Public speaking is something most people are scared of. Whether it’s the fear of messing up in front of an audience or the paralyzing fear of speaking situations altogether, public speaking is something many people want to avoid.
So, what happens when your boss requires that you speak publicly in front of the company or at an event? In this instance, it’s not always possible to avoid public speaking and so, the fear is something you have to overcome.
If you are required to speak publicly and the thought is freaking you out, don’t worry, we’ve got you covered. In this article, we will be sharing how you can overcome anxiety when public speaking at your next event.
- Know Your Speaking Topic
There are few things worse than scrambling for the words to say while standing in front of a crowd. The silence feels heavy, there are awkward coughs coming from the audience, and you feel like you’re sweating uncontrollably.
To avoid this horrible situation and to decrease the anxiety you feel, it’s important to know your topic inside and out. We suggest rehearsing as much as you can in the lead-up to your talk to ensure you know exactly what you need to say. The more you know about your topic, the more confident you will feel.
- Be Prepared to Answer Questions
A big part of preparing to speak publically is preparation. Not only should you know your speaking topic inside and out, but you should also be prepared to answer questions. No matter how thorough your talk is, it’s likely your audience will have questions and you should know how to answer them.
Answering questions cause many people to feel unnecessarily anxious. You might be worried about knowing the answer or stumbling over your words. Whatever your fears, you can quench them by thoroughly preparing. Consider the questions your audience might ask and be prepared to provide the answers. Again, the more you know about your topic, the better prepared you will be.
- Avoid Filling the Silences
When it comes to public speaking, fear of silence is something that puts many people off. Have you ever told a joke to a room full of people only for it to be met by silence or a few awkward laughs? It’s a horrible feeling. It’s also the last thing you want to replicate during your public speaking event.
According to Centers for Health and Healing, “Anxiety is a normal part of living. Everyone experiences it at some point. At times like these, it is completely normal to feel anxious, and the anxiety can actually be beneficial, raising our alertness, and improving our performance levels.”
Public speaking can come with a lot of pressure. However, in these moments, it’s important to remember that your audience won’t mind if you pause to collect yourself. When this happens, avoid filling the silence with apologies as this can make the situation feel worse than it really is. Just take a few deep breaths and try again.
- Make Eye Contact with Your Audience
You might assume this advice would only make your feelings of anxiety worse, however making eye contact with your audience can actually do the opposite. While it might feel uncomfortable at first, making direct eye contact can make you feel like you’re having a conversation rather than giving a presentation, taking the pressure off.

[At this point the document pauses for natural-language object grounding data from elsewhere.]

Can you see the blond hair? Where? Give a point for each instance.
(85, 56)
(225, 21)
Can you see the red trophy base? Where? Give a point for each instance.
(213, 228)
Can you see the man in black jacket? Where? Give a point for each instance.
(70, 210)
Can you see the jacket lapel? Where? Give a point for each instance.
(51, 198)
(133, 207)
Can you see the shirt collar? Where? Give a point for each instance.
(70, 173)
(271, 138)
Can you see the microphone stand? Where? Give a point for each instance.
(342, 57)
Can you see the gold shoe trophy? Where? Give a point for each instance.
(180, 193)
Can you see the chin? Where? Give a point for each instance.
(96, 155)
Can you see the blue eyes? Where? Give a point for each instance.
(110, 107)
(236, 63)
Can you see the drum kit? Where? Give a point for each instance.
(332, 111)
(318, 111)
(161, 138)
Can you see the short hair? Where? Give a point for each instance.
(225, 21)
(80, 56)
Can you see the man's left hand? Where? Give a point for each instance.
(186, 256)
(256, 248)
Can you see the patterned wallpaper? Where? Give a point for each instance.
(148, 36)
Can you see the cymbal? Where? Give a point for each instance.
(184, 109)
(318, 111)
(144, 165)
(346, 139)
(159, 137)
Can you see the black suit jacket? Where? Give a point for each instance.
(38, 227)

What’s more, making eye contact with your audience is a great way to keep everyone engaged and draw people in. We suggest you aim to make direct eye contact with one person at a time, sharing a thought per person. In doing so, you will make your audience feel as though you are talking just to them and your speech will feel far more engaging and intimate than it otherwise would have.
- Say, “I am Excited”
When people feel anxious, often their immediate reaction is to try to calm down. However, according to Harvard Professor Alison Wood, this merely increases levels of anxiety. Instead, Alison Wood suggests that it’s best to say, “I’m excited” as this yields far more positive and productive results.

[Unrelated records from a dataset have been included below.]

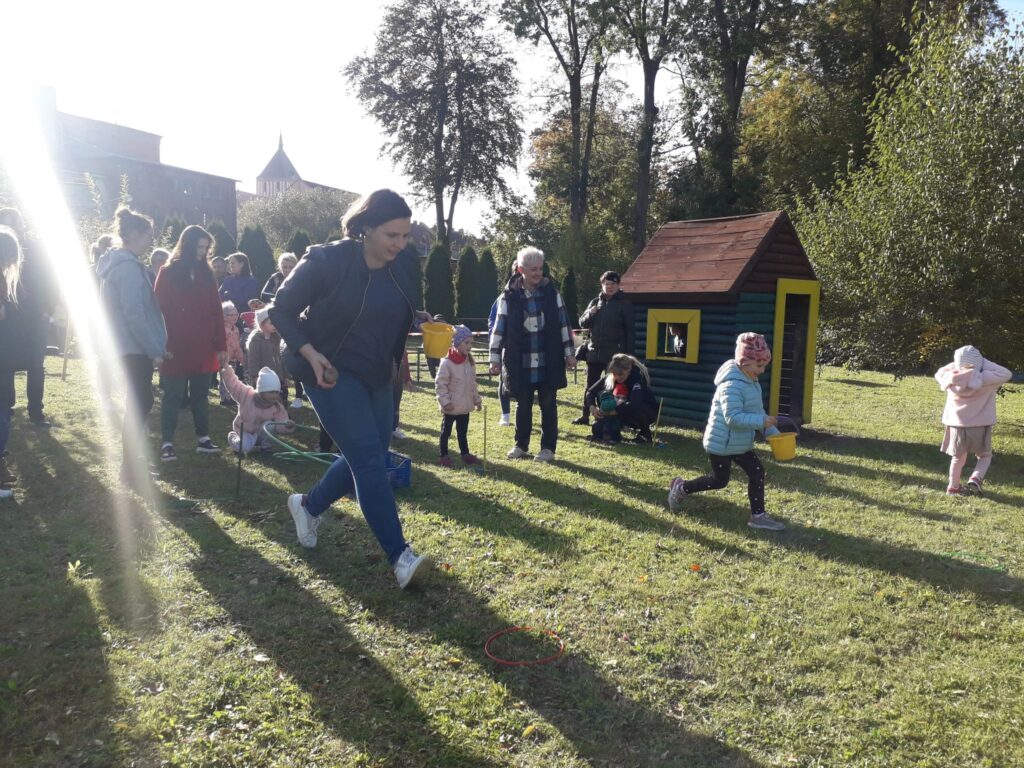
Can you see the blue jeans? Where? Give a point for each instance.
(359, 421)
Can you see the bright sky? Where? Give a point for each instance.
(219, 79)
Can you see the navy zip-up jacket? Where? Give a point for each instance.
(322, 298)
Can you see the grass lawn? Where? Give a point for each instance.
(885, 628)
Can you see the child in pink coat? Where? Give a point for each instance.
(236, 357)
(457, 394)
(970, 383)
(256, 407)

This is because, physiologically, we have two different systems: go and stop. They are pretty self-explanatory, but the go system is what gets you all revved up and energised, while the stop system slows you down and makes you more cautious. In situations where anxious people are having to speak publicly, it is easier and more effective to transfer feelings of anxiety into feelings of excitement.
But how do you achieve this? The best way is to fight the excuses and focus on reasons to go for it. For example, you might feel passionate about your message, you enjoy a challenge, or you feel excited to initiate change. Whatever reasons drive you and get you excited, use these to help refocus your anxiety and get the most out of your speech.
If you have a public speaking event coming up that you’ve been losing sleep over, we hope this article has been an encouragement to you. We hope the strategies we’ve outlined in this article help you take control of your speaking anxiety so you can deliver a great speech at your next public event.